Last month, veteran pilot Collin Martin, of Roraima Airways, died after the Britten-Norman Islander aircraft he was piloting crashed a short distance from the Eteringbang Airstrip. The Roraima Airways plane was on a shuttling mission with another Roraima-owned aircraft behind when upon approaching the runway it nosedived and landed in the jungle.

On Tuesday, another accident occurred a short distance from that airstrip. In that instance, a single engine Cessna aircraft belonging to another domestic carrier, Wings Aviation and piloted by Dominic Waddell, crashed shortly after takeoff. Waddell was also on a shuttling mission when the incident occurred around 11am. A statement from the GCAA stated that he suffered minor injuries as a result of the incident.

Field, when asked yesterday by Stabroek News whether the regulatory body had any concerns on the state of that particular airstrip,  said that based on its analysis, the GCAA did not see the airstrip “being involved in any way or being a cause. No we do not have any concerns with reference to the airstrip.”

Field was also asked whether the second pilot in the fatal plane crash would have provided any information that could shed some light on how the crash occurred.

“What the second pilot in the first crash said is that the other aircraft was about five minutes in front of him because they were both on a shuttling mission and when he came around to land he saw the aircraft in the bushes. Apparently he couldn’t see when he went down. He was a couple of minutes behind him.”

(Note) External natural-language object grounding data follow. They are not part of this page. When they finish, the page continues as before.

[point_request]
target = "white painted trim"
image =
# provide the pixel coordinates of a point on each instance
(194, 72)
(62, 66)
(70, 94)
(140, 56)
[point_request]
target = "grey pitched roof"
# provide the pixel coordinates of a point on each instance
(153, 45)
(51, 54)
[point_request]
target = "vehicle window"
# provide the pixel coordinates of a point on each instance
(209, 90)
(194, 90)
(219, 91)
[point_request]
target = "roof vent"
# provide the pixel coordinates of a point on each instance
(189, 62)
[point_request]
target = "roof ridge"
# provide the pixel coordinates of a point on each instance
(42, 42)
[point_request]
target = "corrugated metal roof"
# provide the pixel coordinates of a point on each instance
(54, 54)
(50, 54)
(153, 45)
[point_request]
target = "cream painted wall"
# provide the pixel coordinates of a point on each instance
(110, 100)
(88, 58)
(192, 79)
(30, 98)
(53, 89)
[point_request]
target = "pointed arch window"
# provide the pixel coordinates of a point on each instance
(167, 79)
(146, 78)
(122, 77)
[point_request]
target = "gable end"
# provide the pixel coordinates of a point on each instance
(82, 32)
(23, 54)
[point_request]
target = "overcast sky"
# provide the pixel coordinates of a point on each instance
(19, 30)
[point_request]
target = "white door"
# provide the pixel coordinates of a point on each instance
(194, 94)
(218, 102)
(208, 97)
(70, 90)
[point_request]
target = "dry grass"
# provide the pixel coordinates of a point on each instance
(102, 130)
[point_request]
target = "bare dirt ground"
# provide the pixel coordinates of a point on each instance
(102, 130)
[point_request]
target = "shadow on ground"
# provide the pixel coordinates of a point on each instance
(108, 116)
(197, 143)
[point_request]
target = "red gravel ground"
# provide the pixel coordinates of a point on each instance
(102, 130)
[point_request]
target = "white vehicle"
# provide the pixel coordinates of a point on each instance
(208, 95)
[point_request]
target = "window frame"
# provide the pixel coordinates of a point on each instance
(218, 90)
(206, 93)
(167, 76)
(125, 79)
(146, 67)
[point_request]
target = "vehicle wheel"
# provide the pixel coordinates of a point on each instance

Accident investigator Paula McAdam had told this newspaper that a team would be heading into the area to secure the engine.

Yesterday, Field confirmed to reporters that the engine has been retrieved from the crash site. “That should be shipped out to the manufacturers,” he said when asked for an update on the investigations.

“The last accident, a view days ago, an investigator is now at that location securing the engine to ship it out to Georgetown for further transportation to the manufacturers,” he added. While he said there are no findings on any of the accidents at the moment, he added that as investigations are ongoing, they are hoping that they can come to a definite conclusion in an effort to ascertain what would have been the causes. “We have to look at equipment, weather conditions and we also have to look at the human factors involved. Not discounting any one of them,” Field said.